Amazon Redshift Query Log Table

Automated daily Query Log Ingestion of Amazon Redshift queries requires an ETL to maintain a rolling Query Log having queries executed in the last 3 days. If Query Log table is small then we recommend maintaining queries for a longer period like the last seven days.

This needs to be a table, not a view, to allow the Alation user to see queries created by other people.

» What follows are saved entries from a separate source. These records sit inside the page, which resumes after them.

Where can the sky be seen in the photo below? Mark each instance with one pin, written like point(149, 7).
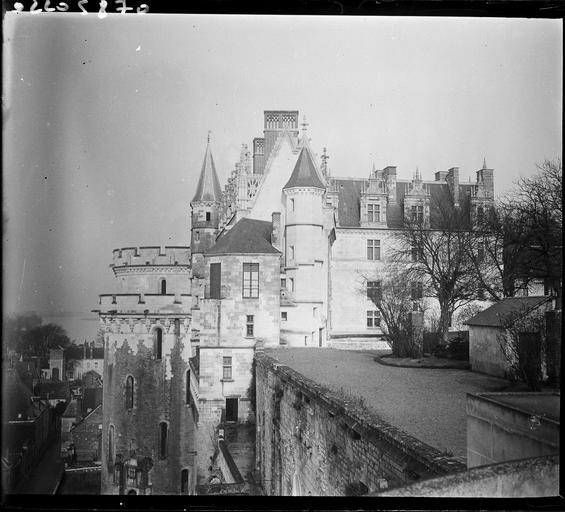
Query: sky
point(106, 121)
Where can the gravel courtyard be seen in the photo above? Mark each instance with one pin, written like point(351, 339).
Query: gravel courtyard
point(426, 403)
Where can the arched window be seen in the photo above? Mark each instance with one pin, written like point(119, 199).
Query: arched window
point(111, 444)
point(184, 481)
point(158, 343)
point(129, 392)
point(163, 438)
point(187, 399)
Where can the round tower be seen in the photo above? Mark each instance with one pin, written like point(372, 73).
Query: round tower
point(150, 401)
point(306, 253)
point(205, 216)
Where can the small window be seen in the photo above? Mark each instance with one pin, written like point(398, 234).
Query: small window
point(373, 319)
point(227, 365)
point(374, 291)
point(129, 392)
point(417, 214)
point(374, 212)
point(373, 249)
point(158, 343)
point(250, 280)
point(249, 326)
point(480, 251)
point(417, 290)
point(184, 481)
point(163, 439)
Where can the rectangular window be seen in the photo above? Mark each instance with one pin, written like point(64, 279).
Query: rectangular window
point(417, 290)
point(250, 280)
point(227, 375)
point(480, 251)
point(374, 212)
point(373, 319)
point(373, 249)
point(374, 291)
point(249, 326)
point(215, 280)
point(417, 214)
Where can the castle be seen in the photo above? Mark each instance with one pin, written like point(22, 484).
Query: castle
point(275, 259)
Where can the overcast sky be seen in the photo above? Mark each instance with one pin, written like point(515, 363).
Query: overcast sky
point(106, 120)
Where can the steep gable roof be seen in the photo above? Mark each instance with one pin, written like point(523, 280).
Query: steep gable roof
point(304, 174)
point(208, 188)
point(495, 315)
point(248, 236)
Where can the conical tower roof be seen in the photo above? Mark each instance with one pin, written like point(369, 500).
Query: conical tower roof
point(304, 174)
point(208, 188)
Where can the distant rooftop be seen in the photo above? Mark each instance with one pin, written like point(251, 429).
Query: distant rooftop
point(498, 313)
point(429, 404)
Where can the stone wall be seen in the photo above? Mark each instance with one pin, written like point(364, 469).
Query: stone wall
point(536, 477)
point(498, 431)
point(312, 441)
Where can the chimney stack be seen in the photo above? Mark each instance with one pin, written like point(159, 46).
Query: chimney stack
point(276, 233)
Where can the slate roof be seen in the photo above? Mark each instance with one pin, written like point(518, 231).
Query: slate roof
point(54, 390)
point(77, 352)
point(248, 236)
point(304, 173)
point(494, 315)
point(208, 188)
point(349, 201)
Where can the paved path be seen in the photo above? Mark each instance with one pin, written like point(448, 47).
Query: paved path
point(47, 474)
point(426, 403)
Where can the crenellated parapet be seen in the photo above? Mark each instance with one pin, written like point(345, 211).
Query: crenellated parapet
point(151, 255)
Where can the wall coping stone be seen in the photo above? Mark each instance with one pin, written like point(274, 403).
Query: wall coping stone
point(362, 420)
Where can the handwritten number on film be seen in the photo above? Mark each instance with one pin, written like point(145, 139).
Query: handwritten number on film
point(63, 7)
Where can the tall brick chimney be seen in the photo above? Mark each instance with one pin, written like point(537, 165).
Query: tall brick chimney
point(389, 174)
point(276, 233)
point(452, 179)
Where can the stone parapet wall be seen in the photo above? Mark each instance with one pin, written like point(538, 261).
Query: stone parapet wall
point(313, 441)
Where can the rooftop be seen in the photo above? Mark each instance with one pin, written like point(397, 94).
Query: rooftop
point(498, 313)
point(429, 404)
point(247, 236)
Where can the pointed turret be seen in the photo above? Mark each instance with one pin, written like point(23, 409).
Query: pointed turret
point(208, 188)
point(304, 174)
point(205, 208)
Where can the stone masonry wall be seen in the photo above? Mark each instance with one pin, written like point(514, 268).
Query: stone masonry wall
point(311, 441)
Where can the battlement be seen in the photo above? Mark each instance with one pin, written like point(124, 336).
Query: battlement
point(152, 255)
point(144, 303)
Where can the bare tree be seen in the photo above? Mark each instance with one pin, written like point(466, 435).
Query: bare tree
point(523, 345)
point(392, 296)
point(440, 258)
point(534, 228)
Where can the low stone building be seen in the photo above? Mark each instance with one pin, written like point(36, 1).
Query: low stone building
point(487, 332)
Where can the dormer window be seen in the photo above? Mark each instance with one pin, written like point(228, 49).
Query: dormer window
point(373, 212)
point(417, 214)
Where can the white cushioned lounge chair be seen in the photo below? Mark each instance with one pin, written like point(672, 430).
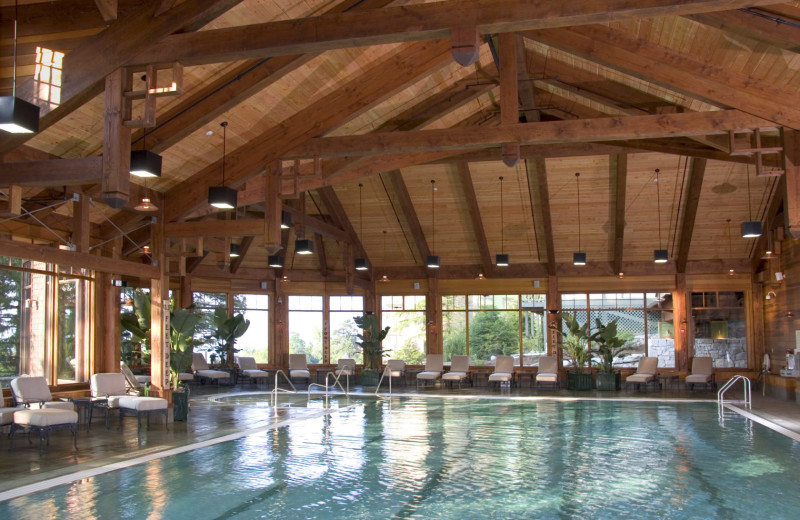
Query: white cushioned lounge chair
point(702, 372)
point(33, 392)
point(548, 371)
point(503, 371)
point(459, 371)
point(646, 372)
point(111, 387)
point(298, 368)
point(203, 371)
point(434, 365)
point(249, 368)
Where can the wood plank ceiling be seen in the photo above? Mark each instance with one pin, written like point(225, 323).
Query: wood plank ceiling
point(362, 105)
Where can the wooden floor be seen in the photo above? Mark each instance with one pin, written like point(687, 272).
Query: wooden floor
point(210, 420)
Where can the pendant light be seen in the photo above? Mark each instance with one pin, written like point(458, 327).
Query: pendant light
point(579, 257)
point(660, 256)
point(17, 116)
point(361, 264)
point(384, 278)
point(751, 228)
point(433, 260)
point(730, 247)
point(501, 260)
point(222, 197)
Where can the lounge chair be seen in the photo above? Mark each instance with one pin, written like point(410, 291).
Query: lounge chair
point(33, 392)
point(646, 372)
point(112, 388)
point(702, 372)
point(249, 368)
point(503, 371)
point(434, 365)
point(203, 371)
point(548, 371)
point(298, 368)
point(459, 371)
point(345, 367)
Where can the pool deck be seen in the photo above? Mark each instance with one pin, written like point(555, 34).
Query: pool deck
point(213, 421)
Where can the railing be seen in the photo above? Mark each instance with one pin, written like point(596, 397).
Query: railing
point(748, 396)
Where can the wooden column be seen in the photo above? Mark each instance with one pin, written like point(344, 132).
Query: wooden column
point(116, 142)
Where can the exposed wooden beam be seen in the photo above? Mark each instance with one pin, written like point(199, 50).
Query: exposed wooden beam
point(475, 217)
point(377, 83)
point(408, 23)
point(676, 70)
point(621, 182)
point(539, 192)
point(600, 129)
point(691, 203)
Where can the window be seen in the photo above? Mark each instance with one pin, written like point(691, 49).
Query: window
point(344, 330)
point(486, 326)
point(406, 317)
point(644, 320)
point(254, 342)
point(720, 328)
point(305, 327)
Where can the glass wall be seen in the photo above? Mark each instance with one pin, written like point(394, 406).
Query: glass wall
point(344, 330)
point(406, 317)
point(720, 327)
point(254, 342)
point(487, 326)
point(644, 321)
point(305, 327)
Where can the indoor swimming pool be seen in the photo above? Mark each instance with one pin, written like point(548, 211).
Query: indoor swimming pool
point(459, 458)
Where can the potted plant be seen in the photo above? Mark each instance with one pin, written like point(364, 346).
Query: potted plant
point(181, 345)
point(370, 342)
point(573, 345)
point(607, 345)
point(228, 330)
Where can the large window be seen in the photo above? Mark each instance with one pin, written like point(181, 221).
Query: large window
point(254, 342)
point(305, 327)
point(486, 326)
point(719, 328)
point(406, 317)
point(644, 320)
point(343, 329)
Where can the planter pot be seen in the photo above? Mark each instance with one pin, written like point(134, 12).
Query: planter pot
point(180, 403)
point(577, 381)
point(370, 377)
point(608, 381)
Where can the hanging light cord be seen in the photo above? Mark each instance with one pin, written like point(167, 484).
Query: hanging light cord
point(502, 238)
point(578, 185)
point(658, 207)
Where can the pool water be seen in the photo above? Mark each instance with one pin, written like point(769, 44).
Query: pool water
point(447, 458)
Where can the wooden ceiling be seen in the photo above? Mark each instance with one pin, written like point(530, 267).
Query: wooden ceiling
point(326, 96)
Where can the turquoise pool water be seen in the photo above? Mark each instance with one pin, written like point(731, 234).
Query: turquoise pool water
point(447, 458)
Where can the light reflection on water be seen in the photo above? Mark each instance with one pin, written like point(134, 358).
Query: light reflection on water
point(430, 458)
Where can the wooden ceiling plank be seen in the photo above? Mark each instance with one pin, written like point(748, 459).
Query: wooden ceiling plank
point(407, 23)
point(377, 83)
point(475, 217)
point(86, 66)
point(695, 187)
point(599, 129)
point(621, 182)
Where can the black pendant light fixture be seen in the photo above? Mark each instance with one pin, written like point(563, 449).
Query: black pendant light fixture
point(501, 260)
point(17, 116)
point(660, 256)
point(361, 264)
point(433, 260)
point(222, 197)
point(579, 257)
point(751, 228)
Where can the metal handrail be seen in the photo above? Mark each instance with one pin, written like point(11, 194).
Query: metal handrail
point(748, 396)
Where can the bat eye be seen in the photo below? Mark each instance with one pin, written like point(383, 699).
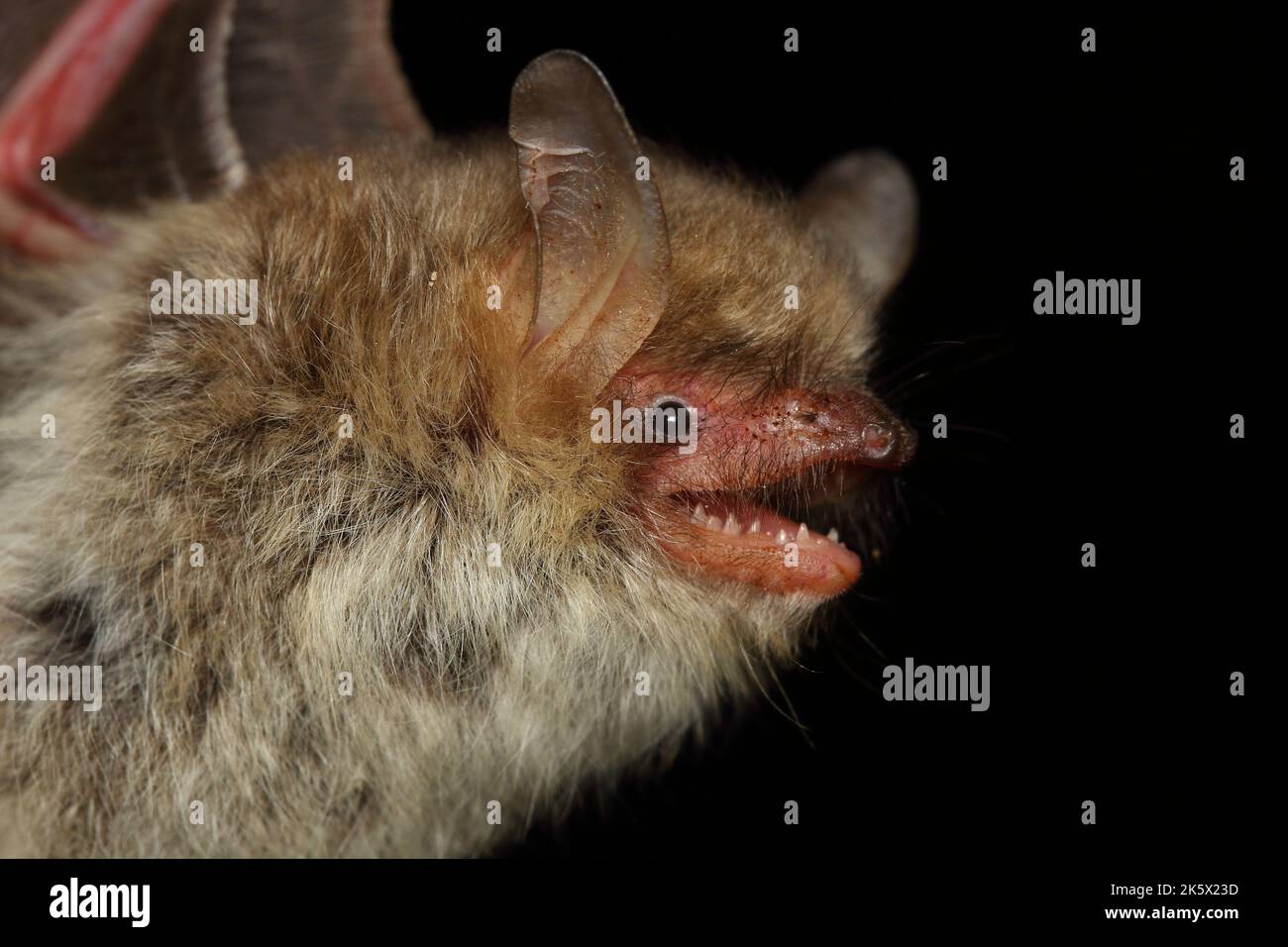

If the Alation user queried the view, it would only see its own queries; if a process with full access to everyone’s queries creates and updates a table the Alation user queries, the Alation user can see all the queries in that table.

The following two queries can be used to create a rolling query log. The sample queries use public.alation_qlog as the Query Log table however the table can be named anything and can be placed in any schema as long as Alation DB account has SELECT, INSERT, and DELETE privileges to the table.

  1. Delete queries older than last three days.

    DELETE FROM PUBLIC.ALATION_QLOG
    WHERE START_TIME < (CURRENT_DATE - INTERVAL '3 days');
    
  2. Append queries executed in the last 24 hours to the Query Log. The following queries need to run as an admin user else the Query Log will not have queries by all users.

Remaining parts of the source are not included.